Pluummuluum informed Azia that its ship would be ready for departure in ten hours and that they would use the time until then for sleeping. She wasn’t sure which kind of hours it meant, but she knew it was far too early in their day for her to go to sleep, and she said so. Pluummuluum simply inflated a bed and gestured her to he on it. She looked at it; she looked at the bed; and she considered arguing, or at least pleading for some kind of amusement to pass the hours. But something about the way it was looking at her, waiting for her obedience, made the hair on her arms and the back of her neck prickle with a frisson like static electricity (which she hated, and had always seemed to be getting her on board the Emma G.). She felt bad, lying down on the bed in capitulation. She felt stupid and shamed. And she knew she couldn’t sleep.

But when it reached down and touched the stubbly crown of her head with a tentacle, she did drop into sleep, instantly.

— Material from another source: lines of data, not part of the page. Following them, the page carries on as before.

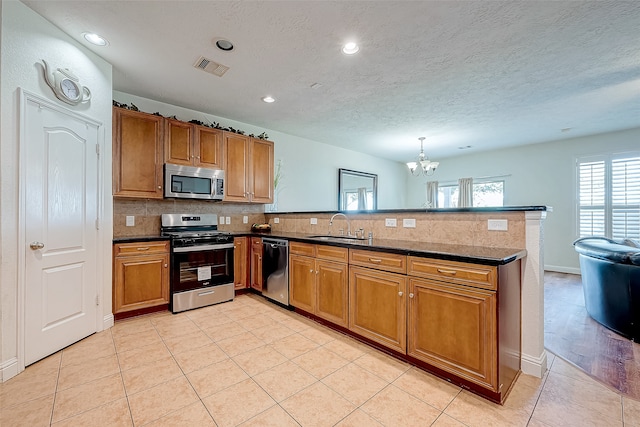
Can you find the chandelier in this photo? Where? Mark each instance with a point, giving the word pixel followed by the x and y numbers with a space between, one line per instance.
pixel 422 165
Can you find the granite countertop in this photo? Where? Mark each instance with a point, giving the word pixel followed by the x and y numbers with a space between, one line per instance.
pixel 474 254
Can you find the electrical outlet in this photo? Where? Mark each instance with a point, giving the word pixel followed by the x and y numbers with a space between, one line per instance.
pixel 497 224
pixel 409 223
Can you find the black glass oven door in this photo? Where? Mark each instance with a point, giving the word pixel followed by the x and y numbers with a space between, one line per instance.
pixel 201 268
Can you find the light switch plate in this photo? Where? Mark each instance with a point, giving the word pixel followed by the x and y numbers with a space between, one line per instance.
pixel 409 223
pixel 497 224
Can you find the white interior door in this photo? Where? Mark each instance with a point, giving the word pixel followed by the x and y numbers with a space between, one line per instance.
pixel 61 210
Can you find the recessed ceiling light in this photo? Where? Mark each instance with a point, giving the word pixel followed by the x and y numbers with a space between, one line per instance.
pixel 225 45
pixel 96 39
pixel 350 48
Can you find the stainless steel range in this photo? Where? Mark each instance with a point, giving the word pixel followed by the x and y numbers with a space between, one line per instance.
pixel 201 261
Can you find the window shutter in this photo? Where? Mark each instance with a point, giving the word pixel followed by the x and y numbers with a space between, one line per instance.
pixel 591 198
pixel 625 198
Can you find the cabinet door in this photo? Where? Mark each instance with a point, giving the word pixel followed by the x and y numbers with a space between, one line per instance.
pixel 241 262
pixel 140 282
pixel 332 292
pixel 137 154
pixel 302 278
pixel 178 146
pixel 377 306
pixel 237 167
pixel 453 328
pixel 256 263
pixel 208 147
pixel 261 171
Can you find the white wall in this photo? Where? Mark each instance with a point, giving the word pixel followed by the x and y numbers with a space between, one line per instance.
pixel 26 39
pixel 539 174
pixel 310 168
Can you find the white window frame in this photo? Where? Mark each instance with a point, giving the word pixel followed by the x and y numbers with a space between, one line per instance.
pixel 608 205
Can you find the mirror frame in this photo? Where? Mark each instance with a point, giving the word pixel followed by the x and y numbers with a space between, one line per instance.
pixel 348 172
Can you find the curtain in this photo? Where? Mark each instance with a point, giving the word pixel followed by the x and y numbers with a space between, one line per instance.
pixel 362 198
pixel 465 192
pixel 432 194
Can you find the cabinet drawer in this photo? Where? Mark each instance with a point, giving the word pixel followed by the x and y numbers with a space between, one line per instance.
pixel 332 253
pixel 379 260
pixel 140 248
pixel 305 249
pixel 481 276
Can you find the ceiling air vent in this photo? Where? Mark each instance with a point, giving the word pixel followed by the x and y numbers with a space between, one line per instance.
pixel 211 67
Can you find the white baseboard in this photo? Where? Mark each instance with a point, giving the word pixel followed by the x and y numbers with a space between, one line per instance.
pixel 107 321
pixel 561 269
pixel 535 366
pixel 8 369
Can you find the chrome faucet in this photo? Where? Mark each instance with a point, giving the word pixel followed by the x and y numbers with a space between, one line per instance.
pixel 345 217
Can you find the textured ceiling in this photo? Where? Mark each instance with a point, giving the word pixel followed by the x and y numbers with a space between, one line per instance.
pixel 478 73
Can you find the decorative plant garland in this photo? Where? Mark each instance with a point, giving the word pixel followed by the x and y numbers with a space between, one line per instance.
pixel 213 125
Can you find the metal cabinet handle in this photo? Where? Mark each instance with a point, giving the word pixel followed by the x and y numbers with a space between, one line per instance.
pixel 36 245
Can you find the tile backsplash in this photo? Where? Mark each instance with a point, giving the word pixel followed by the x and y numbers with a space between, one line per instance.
pixel 147 212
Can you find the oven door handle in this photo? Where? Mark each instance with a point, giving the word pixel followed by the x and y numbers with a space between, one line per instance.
pixel 198 248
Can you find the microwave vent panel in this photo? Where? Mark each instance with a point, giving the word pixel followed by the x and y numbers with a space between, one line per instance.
pixel 210 66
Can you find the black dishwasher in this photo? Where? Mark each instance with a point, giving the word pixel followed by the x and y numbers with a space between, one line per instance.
pixel 275 269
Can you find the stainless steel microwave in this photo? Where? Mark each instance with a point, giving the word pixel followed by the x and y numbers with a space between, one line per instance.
pixel 187 182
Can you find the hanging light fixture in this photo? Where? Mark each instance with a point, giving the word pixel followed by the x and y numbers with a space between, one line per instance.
pixel 422 165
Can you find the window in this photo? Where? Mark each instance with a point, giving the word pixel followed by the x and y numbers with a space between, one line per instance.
pixel 609 196
pixel 485 193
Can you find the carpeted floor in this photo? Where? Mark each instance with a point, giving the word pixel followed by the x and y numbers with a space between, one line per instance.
pixel 570 333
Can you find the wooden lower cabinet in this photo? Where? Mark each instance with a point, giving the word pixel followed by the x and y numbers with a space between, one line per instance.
pixel 241 270
pixel 377 306
pixel 302 282
pixel 453 328
pixel 140 275
pixel 256 263
pixel 320 285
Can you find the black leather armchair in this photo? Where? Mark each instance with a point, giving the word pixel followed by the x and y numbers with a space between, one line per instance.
pixel 611 282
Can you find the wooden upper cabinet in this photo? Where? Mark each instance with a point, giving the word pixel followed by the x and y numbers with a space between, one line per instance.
pixel 261 171
pixel 248 169
pixel 137 154
pixel 208 147
pixel 236 171
pixel 193 145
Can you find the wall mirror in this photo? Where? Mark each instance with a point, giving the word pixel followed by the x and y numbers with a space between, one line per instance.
pixel 357 191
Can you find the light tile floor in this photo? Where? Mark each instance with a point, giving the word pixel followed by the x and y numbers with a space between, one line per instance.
pixel 251 363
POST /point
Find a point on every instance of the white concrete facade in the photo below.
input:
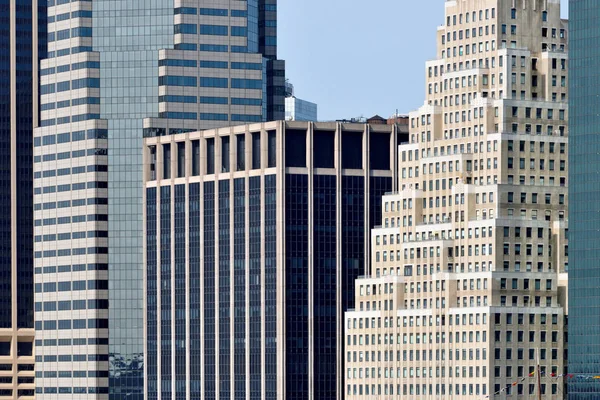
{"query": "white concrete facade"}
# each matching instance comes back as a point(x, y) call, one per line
point(466, 291)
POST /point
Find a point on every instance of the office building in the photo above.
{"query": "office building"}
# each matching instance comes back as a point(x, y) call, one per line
point(254, 236)
point(467, 287)
point(115, 72)
point(584, 164)
point(297, 109)
point(23, 42)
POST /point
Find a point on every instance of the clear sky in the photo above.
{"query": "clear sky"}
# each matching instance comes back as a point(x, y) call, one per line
point(359, 58)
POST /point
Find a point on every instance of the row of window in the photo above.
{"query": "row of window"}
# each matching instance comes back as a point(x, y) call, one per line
point(192, 81)
point(507, 336)
point(66, 16)
point(81, 31)
point(534, 144)
point(63, 86)
point(534, 197)
point(69, 171)
point(68, 187)
point(68, 103)
point(67, 286)
point(209, 100)
point(69, 268)
point(69, 390)
point(71, 342)
point(69, 119)
point(219, 30)
point(170, 62)
point(70, 67)
point(220, 48)
point(411, 390)
point(71, 374)
point(71, 154)
point(67, 324)
point(214, 12)
point(70, 137)
point(81, 251)
point(211, 116)
point(70, 235)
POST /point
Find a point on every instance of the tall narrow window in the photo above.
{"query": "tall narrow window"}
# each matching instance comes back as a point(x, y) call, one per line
point(241, 152)
point(255, 150)
point(225, 154)
point(210, 156)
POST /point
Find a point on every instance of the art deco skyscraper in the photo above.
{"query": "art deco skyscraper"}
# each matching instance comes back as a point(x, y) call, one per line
point(117, 71)
point(467, 288)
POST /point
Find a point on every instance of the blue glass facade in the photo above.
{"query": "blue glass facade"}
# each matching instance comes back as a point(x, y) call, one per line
point(224, 293)
point(129, 50)
point(325, 286)
point(209, 291)
point(239, 265)
point(16, 128)
point(195, 291)
point(255, 276)
point(166, 366)
point(270, 232)
point(296, 286)
point(151, 294)
point(584, 195)
point(180, 294)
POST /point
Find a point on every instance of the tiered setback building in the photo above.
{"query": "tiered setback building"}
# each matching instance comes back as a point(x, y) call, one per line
point(117, 71)
point(254, 238)
point(467, 286)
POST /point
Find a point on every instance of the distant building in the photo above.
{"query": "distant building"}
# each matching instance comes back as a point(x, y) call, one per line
point(297, 109)
point(255, 236)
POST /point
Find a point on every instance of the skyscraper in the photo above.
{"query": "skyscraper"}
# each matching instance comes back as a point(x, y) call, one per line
point(115, 72)
point(297, 109)
point(254, 237)
point(467, 286)
point(584, 195)
point(22, 42)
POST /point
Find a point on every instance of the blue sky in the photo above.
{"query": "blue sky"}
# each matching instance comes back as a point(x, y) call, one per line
point(359, 58)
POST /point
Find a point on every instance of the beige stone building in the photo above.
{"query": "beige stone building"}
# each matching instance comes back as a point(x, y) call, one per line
point(466, 292)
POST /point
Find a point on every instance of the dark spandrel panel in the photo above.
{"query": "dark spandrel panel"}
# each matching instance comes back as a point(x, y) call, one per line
point(295, 148)
point(209, 292)
point(296, 286)
point(239, 266)
point(324, 149)
point(195, 291)
point(352, 150)
point(5, 170)
point(353, 236)
point(180, 292)
point(24, 125)
point(224, 291)
point(255, 276)
point(378, 187)
point(584, 192)
point(325, 286)
point(166, 317)
point(379, 151)
point(151, 293)
point(271, 287)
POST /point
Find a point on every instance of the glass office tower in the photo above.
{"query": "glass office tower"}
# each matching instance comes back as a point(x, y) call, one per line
point(116, 72)
point(22, 43)
point(254, 236)
point(584, 199)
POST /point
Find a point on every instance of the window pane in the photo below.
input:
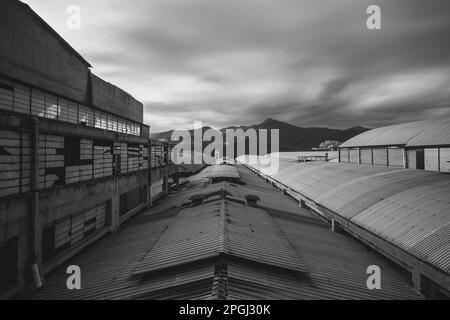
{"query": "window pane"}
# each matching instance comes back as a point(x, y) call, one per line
point(73, 112)
point(51, 106)
point(63, 110)
point(37, 103)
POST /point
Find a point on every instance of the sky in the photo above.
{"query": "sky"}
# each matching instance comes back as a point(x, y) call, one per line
point(238, 62)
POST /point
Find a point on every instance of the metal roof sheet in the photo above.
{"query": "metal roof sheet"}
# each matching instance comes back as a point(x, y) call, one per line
point(220, 227)
point(270, 242)
point(425, 132)
point(439, 134)
point(405, 207)
point(223, 171)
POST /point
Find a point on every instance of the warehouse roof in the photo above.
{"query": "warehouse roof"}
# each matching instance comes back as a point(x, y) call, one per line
point(408, 208)
point(55, 34)
point(223, 171)
point(224, 248)
point(411, 134)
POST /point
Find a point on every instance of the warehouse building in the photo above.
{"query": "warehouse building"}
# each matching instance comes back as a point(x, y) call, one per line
point(401, 214)
point(416, 145)
point(74, 152)
point(239, 239)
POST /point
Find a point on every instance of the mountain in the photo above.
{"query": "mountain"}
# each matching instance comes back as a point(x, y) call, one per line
point(292, 138)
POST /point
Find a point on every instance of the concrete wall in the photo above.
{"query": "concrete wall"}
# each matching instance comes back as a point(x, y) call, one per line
point(108, 97)
point(31, 52)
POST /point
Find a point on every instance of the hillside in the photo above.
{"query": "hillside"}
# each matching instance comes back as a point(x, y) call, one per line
point(292, 138)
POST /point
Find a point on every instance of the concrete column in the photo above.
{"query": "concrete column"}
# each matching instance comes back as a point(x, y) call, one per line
point(35, 250)
point(302, 204)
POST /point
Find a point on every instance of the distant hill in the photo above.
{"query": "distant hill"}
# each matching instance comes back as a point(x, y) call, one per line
point(292, 138)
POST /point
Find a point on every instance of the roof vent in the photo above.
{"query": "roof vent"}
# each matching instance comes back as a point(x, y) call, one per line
point(252, 200)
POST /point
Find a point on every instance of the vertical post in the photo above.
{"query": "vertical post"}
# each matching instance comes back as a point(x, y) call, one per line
point(405, 158)
point(149, 170)
point(35, 223)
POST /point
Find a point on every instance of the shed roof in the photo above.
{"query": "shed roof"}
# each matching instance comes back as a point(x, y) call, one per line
point(408, 208)
point(275, 251)
point(419, 133)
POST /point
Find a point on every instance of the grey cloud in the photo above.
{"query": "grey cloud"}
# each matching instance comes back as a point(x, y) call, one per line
point(308, 62)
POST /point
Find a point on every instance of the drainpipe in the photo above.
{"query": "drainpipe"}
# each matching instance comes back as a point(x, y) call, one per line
point(35, 223)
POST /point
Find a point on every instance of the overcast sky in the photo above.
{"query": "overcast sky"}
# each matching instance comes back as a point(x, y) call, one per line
point(233, 62)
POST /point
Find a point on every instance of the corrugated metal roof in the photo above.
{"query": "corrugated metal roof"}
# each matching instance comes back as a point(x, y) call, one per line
point(405, 207)
point(438, 134)
point(268, 249)
point(223, 171)
point(216, 228)
point(418, 133)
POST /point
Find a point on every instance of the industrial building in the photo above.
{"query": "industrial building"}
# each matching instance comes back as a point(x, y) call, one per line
point(401, 214)
point(234, 238)
point(74, 152)
point(415, 145)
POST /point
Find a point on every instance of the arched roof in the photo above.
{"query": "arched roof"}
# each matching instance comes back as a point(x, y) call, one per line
point(408, 208)
point(411, 134)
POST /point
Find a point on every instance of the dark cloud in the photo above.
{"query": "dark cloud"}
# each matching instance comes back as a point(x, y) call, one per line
point(309, 62)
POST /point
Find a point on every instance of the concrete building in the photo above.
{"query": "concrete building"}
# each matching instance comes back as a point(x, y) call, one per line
point(74, 152)
point(416, 145)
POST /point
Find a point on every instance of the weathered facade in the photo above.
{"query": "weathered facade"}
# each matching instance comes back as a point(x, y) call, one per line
point(421, 145)
point(74, 153)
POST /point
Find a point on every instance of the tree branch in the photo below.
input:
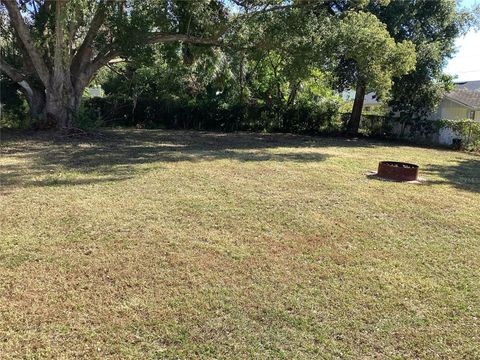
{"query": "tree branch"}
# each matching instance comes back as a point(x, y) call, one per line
point(83, 53)
point(160, 37)
point(11, 72)
point(25, 37)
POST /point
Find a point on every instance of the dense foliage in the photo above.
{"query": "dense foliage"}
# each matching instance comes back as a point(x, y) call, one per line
point(221, 64)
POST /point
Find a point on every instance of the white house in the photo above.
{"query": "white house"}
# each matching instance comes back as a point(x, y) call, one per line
point(461, 103)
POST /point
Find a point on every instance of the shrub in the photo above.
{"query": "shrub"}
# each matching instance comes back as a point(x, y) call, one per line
point(468, 129)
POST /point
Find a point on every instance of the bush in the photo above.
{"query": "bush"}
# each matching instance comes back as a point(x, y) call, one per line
point(468, 129)
point(151, 113)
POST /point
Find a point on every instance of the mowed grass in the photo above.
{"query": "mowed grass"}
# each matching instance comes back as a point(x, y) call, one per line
point(171, 245)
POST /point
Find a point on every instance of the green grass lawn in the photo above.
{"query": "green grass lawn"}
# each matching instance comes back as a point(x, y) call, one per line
point(168, 244)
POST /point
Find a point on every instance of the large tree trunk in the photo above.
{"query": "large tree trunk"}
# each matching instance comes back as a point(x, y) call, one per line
point(354, 122)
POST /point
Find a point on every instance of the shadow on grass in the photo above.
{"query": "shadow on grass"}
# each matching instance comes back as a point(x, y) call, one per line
point(46, 159)
point(465, 175)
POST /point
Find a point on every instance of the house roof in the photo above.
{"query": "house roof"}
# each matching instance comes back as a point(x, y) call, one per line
point(469, 85)
point(469, 98)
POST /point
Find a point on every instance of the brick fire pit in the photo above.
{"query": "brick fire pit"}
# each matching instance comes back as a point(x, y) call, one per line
point(397, 171)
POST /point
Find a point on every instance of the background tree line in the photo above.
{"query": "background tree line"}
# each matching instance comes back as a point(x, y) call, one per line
point(270, 65)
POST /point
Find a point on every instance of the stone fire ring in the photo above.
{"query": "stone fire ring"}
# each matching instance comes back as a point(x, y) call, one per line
point(397, 171)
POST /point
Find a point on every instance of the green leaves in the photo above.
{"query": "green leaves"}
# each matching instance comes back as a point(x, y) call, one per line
point(376, 56)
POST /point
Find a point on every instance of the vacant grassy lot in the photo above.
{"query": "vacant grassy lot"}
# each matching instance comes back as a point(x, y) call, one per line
point(155, 244)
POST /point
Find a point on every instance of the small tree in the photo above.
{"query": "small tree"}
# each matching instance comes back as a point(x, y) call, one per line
point(371, 59)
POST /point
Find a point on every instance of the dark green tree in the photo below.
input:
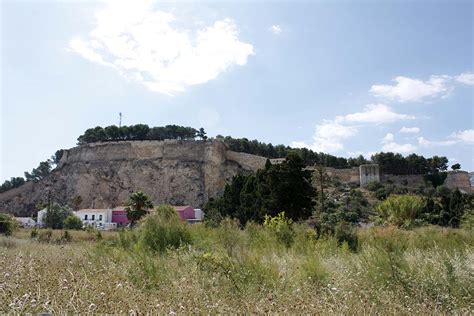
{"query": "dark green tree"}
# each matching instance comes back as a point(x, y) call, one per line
point(201, 134)
point(456, 166)
point(138, 205)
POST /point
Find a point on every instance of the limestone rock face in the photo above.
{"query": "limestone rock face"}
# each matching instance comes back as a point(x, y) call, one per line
point(104, 174)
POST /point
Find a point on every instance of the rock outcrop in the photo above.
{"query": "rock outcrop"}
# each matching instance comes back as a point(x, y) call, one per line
point(104, 174)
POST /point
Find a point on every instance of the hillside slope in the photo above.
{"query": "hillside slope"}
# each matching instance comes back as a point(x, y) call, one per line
point(104, 174)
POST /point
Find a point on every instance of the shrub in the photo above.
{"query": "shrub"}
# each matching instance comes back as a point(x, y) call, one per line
point(55, 216)
point(374, 186)
point(7, 224)
point(401, 210)
point(73, 222)
point(467, 220)
point(65, 237)
point(45, 236)
point(346, 233)
point(314, 271)
point(162, 230)
point(282, 227)
point(229, 235)
point(34, 233)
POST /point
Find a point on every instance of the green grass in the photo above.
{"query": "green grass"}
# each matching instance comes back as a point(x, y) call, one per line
point(228, 270)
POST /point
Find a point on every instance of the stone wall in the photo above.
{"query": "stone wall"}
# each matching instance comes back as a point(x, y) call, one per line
point(368, 173)
point(459, 179)
point(344, 175)
point(104, 174)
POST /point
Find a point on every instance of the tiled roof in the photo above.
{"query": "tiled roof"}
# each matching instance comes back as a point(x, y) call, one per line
point(181, 208)
point(93, 210)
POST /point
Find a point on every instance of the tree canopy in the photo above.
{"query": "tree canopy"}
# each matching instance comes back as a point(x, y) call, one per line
point(284, 187)
point(139, 132)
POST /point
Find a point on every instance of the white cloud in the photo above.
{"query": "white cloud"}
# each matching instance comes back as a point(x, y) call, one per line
point(466, 136)
point(398, 148)
point(460, 137)
point(208, 117)
point(388, 138)
point(466, 78)
point(389, 144)
point(408, 89)
point(428, 143)
point(330, 134)
point(145, 46)
point(374, 113)
point(275, 29)
point(409, 130)
point(328, 137)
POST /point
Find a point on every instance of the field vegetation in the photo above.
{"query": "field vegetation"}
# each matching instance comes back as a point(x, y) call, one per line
point(166, 266)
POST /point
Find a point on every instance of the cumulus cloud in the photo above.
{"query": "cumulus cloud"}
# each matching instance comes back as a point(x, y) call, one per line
point(466, 136)
point(374, 113)
point(460, 137)
point(409, 130)
point(388, 138)
point(145, 45)
point(329, 136)
point(398, 148)
point(389, 144)
point(466, 78)
point(275, 29)
point(408, 89)
point(428, 143)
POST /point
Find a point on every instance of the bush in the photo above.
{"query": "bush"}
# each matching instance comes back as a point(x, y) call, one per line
point(467, 220)
point(45, 236)
point(162, 230)
point(401, 210)
point(73, 222)
point(34, 233)
point(346, 233)
point(65, 237)
point(7, 224)
point(282, 227)
point(55, 216)
point(374, 186)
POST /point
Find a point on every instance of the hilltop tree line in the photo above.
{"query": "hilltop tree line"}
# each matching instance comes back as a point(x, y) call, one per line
point(44, 169)
point(390, 163)
point(284, 187)
point(139, 132)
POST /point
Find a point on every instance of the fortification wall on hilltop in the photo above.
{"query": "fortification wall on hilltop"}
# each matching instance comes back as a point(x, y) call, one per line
point(459, 179)
point(104, 174)
point(185, 150)
point(350, 175)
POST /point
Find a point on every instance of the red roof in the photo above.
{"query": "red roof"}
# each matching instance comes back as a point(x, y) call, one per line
point(181, 208)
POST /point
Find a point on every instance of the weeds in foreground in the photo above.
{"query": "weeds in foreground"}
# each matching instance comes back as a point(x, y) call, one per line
point(393, 271)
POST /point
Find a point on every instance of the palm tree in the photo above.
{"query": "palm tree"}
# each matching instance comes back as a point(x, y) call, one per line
point(138, 205)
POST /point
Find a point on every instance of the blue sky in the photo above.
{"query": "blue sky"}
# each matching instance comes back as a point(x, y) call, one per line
point(344, 77)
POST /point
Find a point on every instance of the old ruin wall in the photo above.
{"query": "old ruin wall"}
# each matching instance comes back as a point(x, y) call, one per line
point(104, 174)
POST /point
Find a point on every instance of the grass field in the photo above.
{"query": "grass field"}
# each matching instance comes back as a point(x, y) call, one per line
point(225, 270)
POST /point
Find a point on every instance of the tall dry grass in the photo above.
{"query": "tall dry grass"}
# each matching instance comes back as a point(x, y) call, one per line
point(229, 270)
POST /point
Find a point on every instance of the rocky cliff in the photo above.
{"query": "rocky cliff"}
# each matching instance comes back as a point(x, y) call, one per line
point(104, 174)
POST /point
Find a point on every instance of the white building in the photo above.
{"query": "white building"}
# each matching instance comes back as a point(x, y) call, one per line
point(26, 222)
point(98, 218)
point(41, 217)
point(198, 214)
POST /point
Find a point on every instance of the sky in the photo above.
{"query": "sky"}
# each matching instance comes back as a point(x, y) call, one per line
point(341, 77)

This time she did not wake with terrible need gnawing at her; it woke her itself. It was with difficulty that she emerged from a state of heavy, body-dragging sleep, her heart thudding, her eyes so thickly crusted with dried mucus they required real effort to get open, and her body sticky with sweat. Her lips were parched and bitten; her skin drawn. But all that was nothing to the squirmy, slimy sensation that felt as though it was emanating from somewhere in her crotch, a constant creeping and crawling over her skin that she knew must have something to do with the grotesque wet-dream she’d been having. She almost couldn’t bear to look at it, waiting, she thought, for her to get up and moving. She did get up, quickly—because for once she didn’t want it touching her, not even to send her a telepathic burst.

It hadn’t told her not to, so after she urinated, she used the shower (as though sonic scrubbing could rid her of that feeling!). As she came fully awake, she wrestled with the deep, gut feeling that if it had been able to put her to sleep like that—and she knew that it must have done so—then it could have given her that dream. She knew it didn’t make sense. Even if it could give her those kind of dreams (which must be substantially different from the Reception kind, right?), it wouldn’t have given her a sexual dream, considering its attitude toward her.